Healthcare has evolved into a highly technical and heavily regulated industry. No longer is a locked cabinet for patient files enough to protect Personal Health Information (PHI). While healthcare has traditionally been seen to have a lesser risk of attack, in recent years, it has proven to be a primary target. When an organization faces a large security breach or challenge, not only is there a risk to reputation and patient trust, but also risk of heavy government fines. Here are 4 security challenges facing healthcare organizations today:
1. Healthcare Ransomware
Ransomware has quickly become one of the top threats to hospital and health system security. According to the US Justice System, ransomware attacks have quadrupled in the past year to nearly 4,000 per day. Healthcare has proven to be as susceptible to these attacks as any other industry. These attacks are increasingly sophisticated, and many hospitals, unable to break the encryption on their own, are forced to pay.

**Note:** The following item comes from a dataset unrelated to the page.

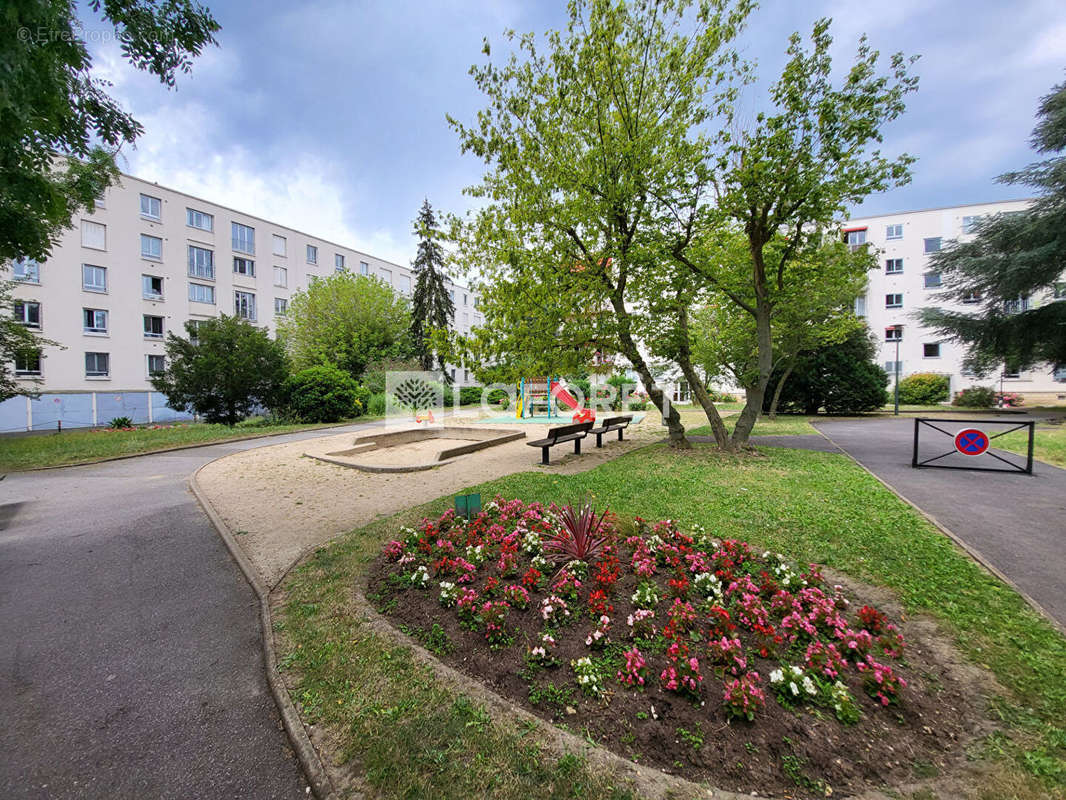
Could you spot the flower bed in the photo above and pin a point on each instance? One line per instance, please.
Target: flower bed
(677, 649)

Whether an employee inadvertently downloads a malicious file, clicks on a suspicious link in an email or a hacker is able to infiltrate a network, ransomware can put an entire EHR and system on lockdown. Regular backups are essential, and it is critical to ensure that they are secured and protected. Ideally, backups would be stored in a HIPAA-compliant data center. Creating a disaster recovery plan now that will allow an organization to quickly identify and address any breaches will help get systems running quickly and avoid clinical downtime in the event of an attack. Additionally, it is imperative to teach employees to be cautious about unsolicited attachments and phishing scams.
Because technology is central to healthcare operations, most employees have multiple passwords to remember and update. Often, systems require those passwords to change on a regular basis. As a result, employees choose the same password for several systems and weak passwords when possible.
When passwords do not meet strong technical standards, it is easier for bad actors to get into your systems, pose security threats and create potential breaches of information. Not only can comprehensive password policies help protect against hacking, but they can also make it more difficult for phishing scams to be successful in cracking passwords. The Department of Health and Human Services has recommended several technical safeguards to help prevent these security risks. These federal requirements are designed to be flexible, but they cannot be ignored.
3. Too Much Access
Often, healthcare environments allow all employees access to many files and systems not pertaining to their work. While all employees should have access to all systems necessary to complete their duties, when employees are given access to systems that are not necessary, an organization runs a greater risk of data breach.
It is advised that health systems and hospitals implement the principle of least privilege. This is a model whereby employees are only able to access the minimum amount of information and systems necessary to do their work. In doing so, an organization will find ease in deployment of new systems. The organization will also have better system stability. Finally, least privilege will improve system security, because vulnerabilities in one machine will not be able to exploit the rest.
4. Non-Hacking Incidents
While healthcare has become increasingly vulnerable to security breaches with the onset of technology, that does not mean PHI cannot be compromised in other ways. Paper documents can be lost, or a laptop might be left or stolen. In either case, PHI security needs to be considered on multiple fronts. To truly protect data, organizations must know at all times how PHI is accessed, stored and transmitted. This would require knowing how each team or division uses data and fosters a culture of transparency.
In considering security challenges, it is helpful to have an outside expert on information security and government regulations conduct a vulnerability assessment and review your systems, policies and procedures. From there, you can put together a plan to address any areas of concern.
What steps have you taken to address your data security challenges?